Question

Find the values of the letters in the following and give reasons for the steps involved.
 \[\begin{array}{r}\underline {\begin{array}{*{20}{l}}A&B\\ \times &6\end{array}} \\\underline {BBB} \end{array}\]

Answer 1

Hint: Here, we have to use the concept of multiplication to find the values. We will first find the value of B by using the multiplication table of 6 and choosing the value based on the given condition. Then, we will find the value of A using the same multiplication table and applying the condition.
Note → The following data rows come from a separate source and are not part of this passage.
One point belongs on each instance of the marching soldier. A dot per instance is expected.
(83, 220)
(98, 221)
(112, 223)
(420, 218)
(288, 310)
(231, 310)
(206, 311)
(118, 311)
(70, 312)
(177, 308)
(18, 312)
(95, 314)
Complete step-by-step answer:
We are given that when \[B\] is multiplied by 6, we have to get the unit digit again as\[B\].
Now, we have to check the multiplication table of 6 by assigning the digits for\[B\] which satisfies the given criteria.
\[\begin{array}{l}0 \times 6 = 0\\1 \times 6 = 6\\2 \times 6 = 12\\3 \times 6 = 18\\4 \times 6 = 24\\5 \times 6 = 30\\6 \times 6 = 36\\7 \times 6 = 42\\8 \times 6 = 48\\9 \times 6 = 54\end{array}\]
By the multiplication table, we can conclude that when 0, 2, 4, 6, 8 multiplied by 6, we will again get the unit digit as 0, 2, 4, 6, 8
So, the value of \[B\] should be 0 or 2 or 4 or 6 or 8.
If the value of \[B\] is 0, then we will not be having any carry-over which has to be added to the next digit.
 If the value of \[B\] is 2, 4, 6, 8, then we will have carry-over which has to be added to the next digit.
Since, we have a condition that when \[A\] is multiplied with 6, we have to get the unit digit as \[B\].
We are given that \[6A = BB\] .
If \[B = 0\], then the product also will be 0. Therefore this value is not possible.
If \[B = 2\], then we have a carry-over of 1 on the next step.
\[\begin{array}{l}6A + 1 = BB\\ \Rightarrow 6A + 1 = 22\end{array}\]
Subtracting 1 from both sides, we get
\[\begin{array}{l} \Rightarrow 6A = 22 - 1\\ \Rightarrow 6A = 21\end{array}\]
The integer value of \[A\] is not possible, so this value of \[B\] is not possible.
If \[B = 4\], then we have a carry-over of 2 on the next step.
\[\begin{array}{l}6A + 2 = BB\\ \Rightarrow 6A + 2 = 44\end{array}\]
Simplifying the equation, we get
\[\begin{array}{l} \Rightarrow 6A = 44 - 2\\ \Rightarrow 6A = 42\end{array}\]
Dividing both side by 6, we get
\[ \Rightarrow A = \dfrac{{42}}{6} = 7\]
This value of \[A\] and \[B\] is possible.
If \[B = 6\], then we have an carry-over of 3 on the next step
\[\begin{array}{l}6A + 3 = BB\\ \Rightarrow 6A + 3 = 66\end{array}\]
Subtracting 3 from both sides, we get
\[\begin{array}{l} \Rightarrow 6A = 66 - 3\\ \Rightarrow 6A = 63\end{array}\]
The integer value of \[A\] is not possible, so this value of \[B\] is not possible.
If \[B = 8\], then we have a carry-over of 4 on the next step.
\[\begin{array}{l}6A + 4 = BB\\ \Rightarrow 6A + 4 = 88\end{array}\]
Simplifying the equation, we get
\[\begin{array}{l} \Rightarrow 6A = 88 - 4\\ \Rightarrow 6A = 84\end{array}\]
Dividing both sides by 6, we get
\[ \Rightarrow A = \dfrac{{84}}{6} = 14\]
This value of \[A\] and \[B\] is possible.
So, the value of \[B\] will be 4 or 8.
But the value of \[A = 14\] is a two digit number which is not possible, so the corresponding value of \[B = 8\] is not possible.
Thus, the value of \[B\] is 4 and the corresponding value of \[A\] is 7.
\[\begin{array}{r}\underline {\begin{array}{*{20}{l}}7&4\\ \times &6\end{array}} \\\underline {444} \end{array}\]
Therefore, the values of the letters are \[A = 7\] and \[B = 4\].

Note: We know that when multiplication is done, multiplication has to start with the unit’s digit, then multiplication has to be followed to ten’s digit. Here, the value of A can be a whole number only and not a fraction. Also, its value can’t be a 2 digit number or 3 digit number, it can be only one-digit number. So, we need to take only one digit whole number for both letters.